Hier von einem Comeback zu reden, wäre etwas ironisch. Aber die Zombies sind einfach nicht totzukriegen und überschwemmen zurzeit regelrecht den Comic-Markt.

 

Spätestens seit George A. Romeros legendären Film «Night of the Living Dead» aus dem Jahre 1968 sind Zombies nicht mehr aus der Populärkultur wegzudenken. In unregelmässig wieder kehrenden Wellen kommt das Thema der lebenden Toten immer wieder auf. Und zurzeit scheinen wir uns wieder in so einem Boom zu befinden. Unser Comic-check.ch-Schwerpunkt zeigt einen Überblick über das Geschehen. Und generell für diese neueste Welle kann man mit dem Fazit schliessen, dass das Zombie-Genre höchstwahrscheinlich seinen Zenit erreicht hat und die Kreativität der Macher langsam aber sicher zu schwinden beginnt. Dies erkennt man vor allem an der Tatsache, dass die reine Darstellung eines Zombie-Angriffs inklusive Überlebenskampf nicht mehr reicht. Die Nebenaspekte gewinnen an Bedeutung und rücken in den Vordergrund.

 

Psychische Abgründe
und Realismus

Ein gutes Beispiel ist dafür ist die überaus erfolgreiche Comic-Serie «The Walking Dead» (Cross Cult, zirka 16 Euro/23 Franken je Band). Hier leiden die Protagonisten auch unter einer Zombie-Apokalypse par exellence, jedoch fokussiert sich die Geschichte vor allem auf die sozialen Spannungen der Überlebenden, ihren Schmerz, die Furcht und ihre psychischen Abgründe. Besonders gut ist dies auch in der Adaption im Fernsehserien-Format zu sehen, welche die Serie unlängst beim amerikanischen Kanal HBO erlebte. Zwar übernimmt die Verfilmung trotz wesentlichen Änderungen in der Handlung die wichtigsten Elemente und behält vor allem die psychologische Tiefe bei.
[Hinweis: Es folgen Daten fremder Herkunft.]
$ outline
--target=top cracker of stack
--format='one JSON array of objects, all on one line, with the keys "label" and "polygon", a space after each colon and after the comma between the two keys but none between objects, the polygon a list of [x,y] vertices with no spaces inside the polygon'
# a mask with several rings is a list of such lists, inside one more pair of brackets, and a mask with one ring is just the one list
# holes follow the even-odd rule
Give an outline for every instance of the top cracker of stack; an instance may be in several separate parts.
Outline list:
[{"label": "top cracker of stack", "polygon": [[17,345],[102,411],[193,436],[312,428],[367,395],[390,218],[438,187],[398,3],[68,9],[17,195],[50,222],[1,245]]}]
Was wahrscheinlich auch daran liegt, dass Autor Robert Kirkland auch bei der Produktion der Fernsehepisoden mitwirkt.

 

Einen ebenfalls innovativen Zugang zum Thema hat Autor Max Brooks gefunden. Mit seinem «The Zombie Survival Guide» Ratgeber in Buchform ignorierte er die Tatsache, dass Zombies nur fiktive Gestalten sind und sorgte vor allem auf dem amerikanischen Markt für Aufsehen. Der detaillierte, quasi-realistische Leitfaden für das richtige Verhalten während eines Zombie-Angriffs beinhaltet eine Auflistung «historisch überlieferter» Epidemien. Diese wurden vom Zeichner Ibraim Roberson kürzlich auch zeichnerisch festgehalten (Panini, zirka 17 Euro/24 Franken, Rezension am Ende des Artikels). Weitere Erweiterungen des Genres zielen vor allem auf das Parodieren des Themas ab, wie es etwa die britische Komödie «Shaun of the Dead» aus dem Jahr 2004 und 2009 der amerikanische Film «Zombieland» vollbrachten, oder beinhalten das Anreichern bestehender Geschichten mit den wandelnden Toten. Ein Beispiel für Letzteres stellt der Comic «Victorian Undead: Sherlock Holmes vs Zombies» (Panini, zirka 17 Euro/ 24 Franken). Darin kommt der Meisterdetektiv einer drohenden Zombie-Epidemie auf die Spur (Rezension am Ende des Artikels).

 

Stinkende Superhelden und vermoddernde Gutbürger

Den Einfall von Zombies in bereits bestehende Geschichten thematisiert ebenfalls der amerikanische Comic «Marvel Zombies» (Panini, zirka 17 Euro/24 Franken pro Band, Sammelbände zirka 30 Euro/ 44 Franken). In der Mini-Serie vom üblichen Verdächtigen, «The Walking Dead»-Autor Robert Kirkland, und Zeichner Sean Philips («Criminal») wird das bekannte Marvel-Superheldenkollektiv und einige ihrer Widersacher mit einem Zombie-Virus infiziert.

 

Ähnlich aber mit mehr Humor geht die Sache der Comic «Stolz und Vorurteil und Zombies» (Panini, zirka 17 Euro/24 Franken) an. Der zuerst in Buchform erschienene, vom Autor Seth Grahame-Smith angereicherte Literatur-Klassiker von Jane Austen, wirbelt den eher als trocken wahrgenommenen Roman über das Leben der englischen Oberschicht im England des frühen 19. Jahrhunderts deutlich auf. So werden die Entwicklungen auf dem damaligen Heiratsmarkt nun mit Ninjas, Zombies und vor allem blutigen Kämpfen aufgelockert (Rezension am Ende des Artikels).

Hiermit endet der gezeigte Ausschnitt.